Mengapa? William Nordhaus, ekonom peraih Nobel, mengatakan "menaikkan harga secara berlebihan" terlalu samar untuk menjadi berguna. Jika Anda mencoba mengatur harga terlalu ketat, hal itu akan mengacaukan pasar.
Sejarah menunjukkan bahwa ketika pemerintah mencoba mengendalikan harga, hasilnya tidak akan baik. Harga yang lebih tinggi sebenarnya membantu menyeimbangkan penawaran dan permintaan.
Mereka mendorong lebih banyak pasokan saat dibutuhkan dan menurunkan permintaan saat terlalu tinggi. Itu hanyalah ekonomi dasar.
Ada beberapa kebijakan yang disetujui oleh para pemilih dan ekonom. Misalnya, pembatasan harga insulin pada $35. Para pemilih mendukungnya, dan 64% ekonom juga mendukungnya.
Kenneth Judd mengatakan bahwa meskipun ia biasanya menentang pembatasan harga, insulin merupakan pengecualian. Insulin merupakan obat penting, dan kenaikan harga baru-baru ini tidak dapat dibenarkan.
Namun, bagaimana dengan usulan Kamala untuk memberikan uang muka sebesar $25.000 kepada pembeli rumah pertama? Baik pemilih maupun ekonom mengatakan tidak.
Para ekonom berpendapat bahwa hal itu hanya akan meningkatkan permintaan tanpa memperbaiki pasokan yang rendah. Hal itu akan membantu sekelompok kecil orang sekaligus membuat harga rumah menjadi lebih mahal bagi orang lain.
Dimana para ekonom melihat nilai
Beberapa ide Kamala memang mendapat dukungan dari para ekonom. Kredit pajak sebesar $6.000 untuk keluarga dengan bayi baru lahir? Para ekonom menyukainya.
Membalikkan pemotongan pajak perusahaan Trump dan menaikkan tarif pajak perusahaan dari 21% menjadi 28%? Para ekonom mengatakan itu masuk akal.
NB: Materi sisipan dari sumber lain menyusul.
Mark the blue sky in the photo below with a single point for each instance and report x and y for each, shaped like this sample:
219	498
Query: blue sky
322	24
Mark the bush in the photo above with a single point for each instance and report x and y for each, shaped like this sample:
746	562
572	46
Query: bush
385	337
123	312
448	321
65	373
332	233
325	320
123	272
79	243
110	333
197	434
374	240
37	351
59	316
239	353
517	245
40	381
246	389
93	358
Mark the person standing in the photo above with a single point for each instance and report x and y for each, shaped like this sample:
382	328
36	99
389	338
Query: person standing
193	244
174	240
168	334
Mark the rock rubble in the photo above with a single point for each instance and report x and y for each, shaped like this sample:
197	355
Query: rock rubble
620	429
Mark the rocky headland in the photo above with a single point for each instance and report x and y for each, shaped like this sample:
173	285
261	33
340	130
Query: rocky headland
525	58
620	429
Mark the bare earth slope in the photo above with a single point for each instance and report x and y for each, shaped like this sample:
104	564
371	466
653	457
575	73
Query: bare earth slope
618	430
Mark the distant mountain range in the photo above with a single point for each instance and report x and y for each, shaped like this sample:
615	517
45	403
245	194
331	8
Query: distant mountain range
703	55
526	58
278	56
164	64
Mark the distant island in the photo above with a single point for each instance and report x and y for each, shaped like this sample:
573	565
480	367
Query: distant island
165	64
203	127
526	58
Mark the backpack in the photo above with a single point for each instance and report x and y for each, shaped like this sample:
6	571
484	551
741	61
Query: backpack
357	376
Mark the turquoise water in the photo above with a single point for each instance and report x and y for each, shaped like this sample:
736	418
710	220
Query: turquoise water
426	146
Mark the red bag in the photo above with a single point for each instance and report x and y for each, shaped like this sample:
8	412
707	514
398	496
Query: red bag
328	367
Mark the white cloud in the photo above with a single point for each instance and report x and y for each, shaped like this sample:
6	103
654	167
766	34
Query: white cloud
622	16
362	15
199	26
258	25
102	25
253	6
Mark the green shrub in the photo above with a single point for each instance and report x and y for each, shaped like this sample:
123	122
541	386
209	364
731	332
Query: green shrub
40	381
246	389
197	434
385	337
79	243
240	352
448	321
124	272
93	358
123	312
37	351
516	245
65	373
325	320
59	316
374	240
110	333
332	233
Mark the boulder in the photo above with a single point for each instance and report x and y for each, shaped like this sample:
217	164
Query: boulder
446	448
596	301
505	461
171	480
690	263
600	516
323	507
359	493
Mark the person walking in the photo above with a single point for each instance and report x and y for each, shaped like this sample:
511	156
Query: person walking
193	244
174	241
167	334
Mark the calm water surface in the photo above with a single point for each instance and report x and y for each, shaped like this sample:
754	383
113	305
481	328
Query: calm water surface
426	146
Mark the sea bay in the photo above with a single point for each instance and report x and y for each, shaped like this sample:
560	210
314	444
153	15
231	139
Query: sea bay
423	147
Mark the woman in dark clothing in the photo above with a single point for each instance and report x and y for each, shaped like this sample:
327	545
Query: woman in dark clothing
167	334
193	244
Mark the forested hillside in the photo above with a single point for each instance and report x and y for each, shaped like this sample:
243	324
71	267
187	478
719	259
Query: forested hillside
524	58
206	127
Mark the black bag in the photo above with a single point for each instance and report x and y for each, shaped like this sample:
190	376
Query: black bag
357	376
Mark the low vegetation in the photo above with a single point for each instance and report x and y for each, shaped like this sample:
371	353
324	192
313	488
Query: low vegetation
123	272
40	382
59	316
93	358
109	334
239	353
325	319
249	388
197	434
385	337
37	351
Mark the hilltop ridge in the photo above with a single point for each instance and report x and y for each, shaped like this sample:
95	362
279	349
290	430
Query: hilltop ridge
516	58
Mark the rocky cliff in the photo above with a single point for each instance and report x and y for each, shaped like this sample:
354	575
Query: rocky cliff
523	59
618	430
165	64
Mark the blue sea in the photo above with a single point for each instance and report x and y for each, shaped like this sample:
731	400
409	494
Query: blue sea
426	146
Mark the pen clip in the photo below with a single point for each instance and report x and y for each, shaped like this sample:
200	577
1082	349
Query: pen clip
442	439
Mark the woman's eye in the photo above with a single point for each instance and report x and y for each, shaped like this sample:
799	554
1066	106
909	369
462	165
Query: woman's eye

Beberapa pajak mungkin terlalu tinggi, tetapi secara rata-rata, pajak tersebut terlalu rendah.
Ironisnya, Trump dan Kamala sama-sama belajar ekonomi di perguruan tinggi. Trump lulus dari University of Pennsylvania pada tahun 1968, dan Kamala lulus dari Howard University pada tahun 1986.
Namun sebenarnya hal itu tidak mengejutkan. Para politisi mengusulkan apa yang disukai publik, bahkan jika itu adalah ekonomi yang buruk. Solusi Trump yang sederhana mendorong Kamala dan yang lainnya untuk melakukan hal yang sama.
Masalah sebenarnya adalah meningkatnya ketidakpercayaan terhadap para ekonom. Masyarakat tidak lagi mempercayai mereka. Masyarakat Amerika tidak senang dengan berbagai hal. Dan mudah bagi para politisi untuk memanfaatkan hal itu.
Bangsa yang kebingungan
Data jajak pendapat menunjukkan kepada kita masyarakat yang bingung. NBC News memperkirakan Kamala mengungguli Trump dengan 5 poin persentase, yang berarti para pemilih mulai lebih percaya padanya dalam isu-isu ekonomi.
Namun survei Redfield & Wilton Strategies menunjukkan persaingan yang ketat.
Di negara-negara bagian yang masih belum jelas arah politiknya, 44% mendukung Trump dalam mengelola ekonomi, sementara 41% condong ke Kamala.
Survei CNBC Fed menemukan bahwa 56% ekonom dan manajer investasi percaya Trump akan lebih baik untuk pasar saham.
Namun, mereka terbagi dalam pendapat tentang siapa yang akan lebih baik bagi perekonomian secara keseluruhan. Di sini, 44% mendukung Trump, dan 41% mendukung Kamala.
Namun, untuk kepentingan nasional jangka panjang, 52% menganggap Kamala akan lebih baik, dibandingkan dengan 37% untuk Trump.
Bagaimanapun, untuk saat ini, para pemilih tampaknya membuat keputusan berdasarkan perasaan, bukan fakta. Dan itu adalah tempat yang berbahaya bagi negara mana pun. Apalagi negara yang paling kuat di planet ini.